I don’t even know if it’s heading to Netflix, but you’d be better off waiting for it than seeing it in theaters.
Deliver Us From Evil was a movie I was dying to see after catching a glimpse of the trailers online. It looked scary in the most gritty, horrifying sort of way. The preview featured a variation of The Grudge girl’s noise (that I still cannot bear to hear) and has scary demon-possessed people. Plus, Eric Bana. What’s not to like?
Unfortunately, a lot.
This was easily the biggest bummer I’ve experienced this year. Even Oculus had more going for it in terms of retaining interest during the film.

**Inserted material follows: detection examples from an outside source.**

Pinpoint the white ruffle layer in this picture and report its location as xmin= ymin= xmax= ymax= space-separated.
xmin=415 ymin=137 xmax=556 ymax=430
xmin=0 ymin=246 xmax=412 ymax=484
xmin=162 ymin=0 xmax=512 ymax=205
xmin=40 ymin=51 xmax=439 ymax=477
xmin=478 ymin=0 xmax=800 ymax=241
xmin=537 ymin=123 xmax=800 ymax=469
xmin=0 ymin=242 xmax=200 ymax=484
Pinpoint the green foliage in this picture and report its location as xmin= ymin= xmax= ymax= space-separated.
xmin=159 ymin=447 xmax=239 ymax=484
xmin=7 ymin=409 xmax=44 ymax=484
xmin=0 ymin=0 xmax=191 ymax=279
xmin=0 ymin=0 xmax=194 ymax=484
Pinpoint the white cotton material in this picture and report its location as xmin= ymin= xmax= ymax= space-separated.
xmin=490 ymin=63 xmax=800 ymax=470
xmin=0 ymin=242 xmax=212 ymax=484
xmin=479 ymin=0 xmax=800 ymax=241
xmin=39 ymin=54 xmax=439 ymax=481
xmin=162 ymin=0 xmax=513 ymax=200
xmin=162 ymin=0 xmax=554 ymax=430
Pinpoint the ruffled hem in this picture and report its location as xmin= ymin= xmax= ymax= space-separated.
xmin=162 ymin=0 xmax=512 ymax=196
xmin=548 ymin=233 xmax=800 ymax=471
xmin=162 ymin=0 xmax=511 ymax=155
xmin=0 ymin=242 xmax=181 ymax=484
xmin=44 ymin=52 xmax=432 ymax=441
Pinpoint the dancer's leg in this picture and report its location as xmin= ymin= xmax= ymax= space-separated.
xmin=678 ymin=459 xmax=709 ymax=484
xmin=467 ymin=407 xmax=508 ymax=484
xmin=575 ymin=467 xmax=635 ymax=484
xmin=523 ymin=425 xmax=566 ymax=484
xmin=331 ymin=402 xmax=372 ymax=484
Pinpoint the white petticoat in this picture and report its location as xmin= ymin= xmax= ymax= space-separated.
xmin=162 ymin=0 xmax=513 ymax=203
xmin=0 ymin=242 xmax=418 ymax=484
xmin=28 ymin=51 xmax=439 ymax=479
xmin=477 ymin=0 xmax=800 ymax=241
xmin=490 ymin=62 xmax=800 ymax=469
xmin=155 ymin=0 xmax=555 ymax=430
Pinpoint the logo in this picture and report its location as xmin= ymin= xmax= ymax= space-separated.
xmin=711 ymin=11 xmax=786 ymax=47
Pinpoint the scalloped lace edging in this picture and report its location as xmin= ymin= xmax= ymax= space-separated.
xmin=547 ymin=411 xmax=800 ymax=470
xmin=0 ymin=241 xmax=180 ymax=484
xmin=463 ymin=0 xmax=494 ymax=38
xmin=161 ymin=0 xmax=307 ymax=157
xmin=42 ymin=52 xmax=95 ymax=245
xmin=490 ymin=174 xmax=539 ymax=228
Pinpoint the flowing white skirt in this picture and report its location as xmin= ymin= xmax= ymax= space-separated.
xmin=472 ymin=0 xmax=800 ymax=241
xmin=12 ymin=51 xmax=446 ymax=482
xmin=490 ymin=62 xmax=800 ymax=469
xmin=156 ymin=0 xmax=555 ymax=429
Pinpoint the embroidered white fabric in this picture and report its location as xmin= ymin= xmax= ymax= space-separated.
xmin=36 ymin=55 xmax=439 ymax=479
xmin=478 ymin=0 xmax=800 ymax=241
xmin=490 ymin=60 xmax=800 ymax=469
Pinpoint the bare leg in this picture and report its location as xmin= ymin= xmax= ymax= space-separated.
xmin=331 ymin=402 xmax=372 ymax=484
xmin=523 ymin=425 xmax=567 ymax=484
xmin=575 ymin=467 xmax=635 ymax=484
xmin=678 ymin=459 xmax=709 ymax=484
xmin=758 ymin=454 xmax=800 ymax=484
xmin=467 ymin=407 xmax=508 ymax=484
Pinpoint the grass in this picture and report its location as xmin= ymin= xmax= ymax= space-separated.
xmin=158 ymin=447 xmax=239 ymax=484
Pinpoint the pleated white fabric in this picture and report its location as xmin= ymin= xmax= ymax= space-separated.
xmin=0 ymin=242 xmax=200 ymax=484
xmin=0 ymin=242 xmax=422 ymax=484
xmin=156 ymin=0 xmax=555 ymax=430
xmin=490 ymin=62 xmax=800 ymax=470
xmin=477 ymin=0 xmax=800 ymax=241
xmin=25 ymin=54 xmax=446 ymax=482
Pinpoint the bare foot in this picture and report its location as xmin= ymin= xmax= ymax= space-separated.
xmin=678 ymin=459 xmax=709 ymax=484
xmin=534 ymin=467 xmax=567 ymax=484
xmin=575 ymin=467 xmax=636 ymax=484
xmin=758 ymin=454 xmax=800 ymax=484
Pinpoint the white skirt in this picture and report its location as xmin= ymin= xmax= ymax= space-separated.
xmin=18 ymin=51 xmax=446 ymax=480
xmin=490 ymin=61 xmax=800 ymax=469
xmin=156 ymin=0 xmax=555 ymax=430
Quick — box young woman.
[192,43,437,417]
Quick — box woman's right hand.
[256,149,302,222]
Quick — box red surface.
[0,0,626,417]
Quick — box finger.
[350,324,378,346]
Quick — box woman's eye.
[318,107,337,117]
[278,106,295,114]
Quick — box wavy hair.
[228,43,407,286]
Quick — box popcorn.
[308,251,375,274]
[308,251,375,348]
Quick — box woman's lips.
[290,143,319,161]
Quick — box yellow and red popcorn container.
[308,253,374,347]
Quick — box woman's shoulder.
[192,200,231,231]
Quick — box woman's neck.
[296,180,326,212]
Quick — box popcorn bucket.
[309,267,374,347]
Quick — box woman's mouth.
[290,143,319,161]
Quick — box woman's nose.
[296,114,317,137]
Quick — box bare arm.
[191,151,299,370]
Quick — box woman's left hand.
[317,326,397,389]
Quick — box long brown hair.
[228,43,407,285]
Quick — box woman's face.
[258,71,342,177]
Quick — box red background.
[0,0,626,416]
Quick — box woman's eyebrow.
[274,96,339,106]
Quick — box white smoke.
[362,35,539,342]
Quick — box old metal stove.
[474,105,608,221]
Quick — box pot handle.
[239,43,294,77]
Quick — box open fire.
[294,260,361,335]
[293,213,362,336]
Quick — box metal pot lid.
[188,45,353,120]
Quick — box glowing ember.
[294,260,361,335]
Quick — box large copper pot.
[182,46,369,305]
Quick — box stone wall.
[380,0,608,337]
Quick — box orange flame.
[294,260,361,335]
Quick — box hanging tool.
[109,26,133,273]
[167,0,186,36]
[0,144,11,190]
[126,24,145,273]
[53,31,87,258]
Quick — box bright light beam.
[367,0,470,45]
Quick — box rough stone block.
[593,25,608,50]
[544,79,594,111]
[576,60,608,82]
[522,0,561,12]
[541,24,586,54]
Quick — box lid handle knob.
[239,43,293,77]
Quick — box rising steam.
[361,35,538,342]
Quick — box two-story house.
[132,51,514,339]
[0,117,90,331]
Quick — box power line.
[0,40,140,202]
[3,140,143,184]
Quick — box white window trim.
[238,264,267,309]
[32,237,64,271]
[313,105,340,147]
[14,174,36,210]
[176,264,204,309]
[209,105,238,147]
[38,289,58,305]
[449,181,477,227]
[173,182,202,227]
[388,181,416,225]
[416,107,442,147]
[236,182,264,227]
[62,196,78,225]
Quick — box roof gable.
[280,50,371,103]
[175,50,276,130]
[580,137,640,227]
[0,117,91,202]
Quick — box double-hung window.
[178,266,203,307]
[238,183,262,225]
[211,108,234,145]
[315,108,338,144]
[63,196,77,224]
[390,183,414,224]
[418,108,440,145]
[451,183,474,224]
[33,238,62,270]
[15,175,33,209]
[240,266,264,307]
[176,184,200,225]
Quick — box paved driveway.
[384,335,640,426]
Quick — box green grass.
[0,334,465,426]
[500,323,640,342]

Though Bana did bring a lot to the table with this role and his work was pretty decent, there were a lot of elements that left me wondering what the hell this movie was trying to be.
I went in expecting a horror film. I won’t lie, I was ready to be scared out of my mind and to have trouble sleeping that night. Unfortunately I was graced with neither of these things; instead, I was fuming by the time we were done.
Eric Bana plays the role of an NYPD officer named Sarchie who experiences hunches about bad things happening as he’s doing rounds with his partner. After a creepy experience in a zoo after hours, Bana is taken on a rollercoaster ride of trying to find some guy possessed by a demon after his tour in Iraq.
The movie spends so much time trying to build relationships between Bana and his partner or the priest that the entire reason I went to see the movie (to be scared) was drowned out by long, boring conversations about past events that had no effect on the film after their initial mention.
Bana apparently has anger issues, but they don’t really translate into past or previous events outside of the story he tells about his anger issues. It’s very confusing and leaves me wondering what exactly we were trying to accomplish; Bana isn’t more relatable because of this and his inner burdens don’t really provide any insight to the viewers as we watch the film.
Moreover, the reasons behind most of the demon’s actions are left completely untouched (the film even mentions that we won’t know the true reason behind primary evil), but it felt like a cheap scapegoat that the filmmakers used so they didn’t have to explain certain events. They were apparently too busy trying to get us to like Bana and feel his feels. I get that the uncertainty of why is supposed to be creepy and unsettling, but I was so distracted by everything else they tried to stuff into this film that it didn’t creep me out or unsettle me at all; it left me frustrated.
Without any spoilers, the movie attempts to make clumsy genre shifts that don’t lend any meaning or depth. We start out in the horror branch, which is great—exactly what I expected and desired. There was some… decent humor. It wasn’t as well done as the intermittent snarks in, say, The Avengers, but it did add some flavor to some otherwise boring moments. But then we move into an action sort of sequence, then some self-reflective motivational crap with an ex-cokehead priest and a demonized painter. After the first hour, I was pretty done with the entire thing.
I wouldn’t recommend seeing it in theaters. I’d probably wait for Hulu or Netflix.